IT IS TIME to haul up that buy signal again ahead of the annual Lunar New Year rally on our stock market.

It is not a guaranteed rally of course. Some years it does not materialise. It is also not purely a Lunar New Year rally. It tends to start in early December and take in the Christmas season.

But it is still a definite phenomenon. On average over the past 25 years, the Hang Seng Index has risen by just over 20 per cent a year and two-thirds of that gain was made from early December to early February.

The first chart shows the trend of this average year. It starts on February 6 just as the rally peters out and assumes a starting base of 100 for the index on that date for each of those 25 years.

For the first two months after the rally the index tends to swing up and down a little but makes no real headway. This is followed by a period of steady gain that lasts until August and then the doldrums set in once more, with the index on balance losing ground in August and September. Share prices then firm a little as the countdown starts and somewhere between the beginning and middle of December the rocket blasts off again.

Why? I don't know. The traditional reasoning has it that this period represents bonus time and people are also in a happier mood as the new year approaches. It is undoubtedly part of the reason but whether it explains the rally entirely is another question. Let psychologists debate it.

However, having done all the major work of setting up the spreadsheet last year, I had a bit more time on my hands to see whether it applies to other markets too. The second chart shows the average years for the Straits Times 55 Index in Singapore since 1986 and the S&P 500 Index in the United States since 1976.

There is clearly a Lunar New Year rally in Singapore also and it starts at roughly the same time, although it does not lift prices as much as in Hong Kong. Notice that Singapore's average annual gain is less than half of Hong Kong's.

Singapore also shows the slack two months after Lunar New Year, the steady gain up to August and the retreat of share prices thereafter, although in Singapore's case it is a more pronounced retreat and lasts longer.

But share prices in the US also tend to perform most strongly during a period from November to early February. Lunar New Year clearly cannot be the explanation here. We shall need another theory.

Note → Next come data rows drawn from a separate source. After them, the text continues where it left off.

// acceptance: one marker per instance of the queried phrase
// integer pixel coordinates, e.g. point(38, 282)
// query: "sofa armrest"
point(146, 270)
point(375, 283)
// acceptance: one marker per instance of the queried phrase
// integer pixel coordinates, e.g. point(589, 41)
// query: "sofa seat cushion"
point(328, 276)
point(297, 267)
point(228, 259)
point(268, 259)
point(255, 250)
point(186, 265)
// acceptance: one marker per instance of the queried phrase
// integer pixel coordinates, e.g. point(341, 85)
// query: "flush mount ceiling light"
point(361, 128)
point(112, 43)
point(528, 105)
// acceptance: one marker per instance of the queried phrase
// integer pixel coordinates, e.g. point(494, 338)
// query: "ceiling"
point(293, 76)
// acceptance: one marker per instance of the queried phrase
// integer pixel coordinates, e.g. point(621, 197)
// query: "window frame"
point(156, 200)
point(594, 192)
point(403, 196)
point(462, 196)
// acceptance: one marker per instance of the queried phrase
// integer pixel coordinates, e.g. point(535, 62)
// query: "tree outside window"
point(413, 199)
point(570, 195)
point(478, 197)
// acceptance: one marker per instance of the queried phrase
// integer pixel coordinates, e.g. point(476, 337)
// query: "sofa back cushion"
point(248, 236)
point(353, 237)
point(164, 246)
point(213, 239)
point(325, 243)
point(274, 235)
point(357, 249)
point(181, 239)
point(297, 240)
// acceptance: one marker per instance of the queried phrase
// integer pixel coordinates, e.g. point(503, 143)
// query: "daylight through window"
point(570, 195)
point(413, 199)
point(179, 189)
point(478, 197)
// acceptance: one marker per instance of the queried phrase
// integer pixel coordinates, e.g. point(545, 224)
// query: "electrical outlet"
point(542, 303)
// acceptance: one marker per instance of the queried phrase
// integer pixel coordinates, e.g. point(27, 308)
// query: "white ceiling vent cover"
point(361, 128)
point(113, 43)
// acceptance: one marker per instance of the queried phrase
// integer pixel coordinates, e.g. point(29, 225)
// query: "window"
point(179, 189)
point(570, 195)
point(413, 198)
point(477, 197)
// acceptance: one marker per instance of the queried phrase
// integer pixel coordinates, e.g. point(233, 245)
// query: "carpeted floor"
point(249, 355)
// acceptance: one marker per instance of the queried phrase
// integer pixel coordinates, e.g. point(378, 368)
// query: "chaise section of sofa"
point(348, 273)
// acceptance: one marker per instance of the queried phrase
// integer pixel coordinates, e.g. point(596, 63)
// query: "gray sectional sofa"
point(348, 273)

Note that the late summer doldrums is a fact of life in the US as well. US share prices generally tend to rise from April to August and then go flat or down until late October.

Remember, however, that these charts represent average years. They may give an ancillary clue to timing entries and exits from the stock market but Sod's Law is sure to operate if you rely on them to the exclusion of other timing signals. The year you do it will be the year that things go the other way. Doesn't investment always work like that?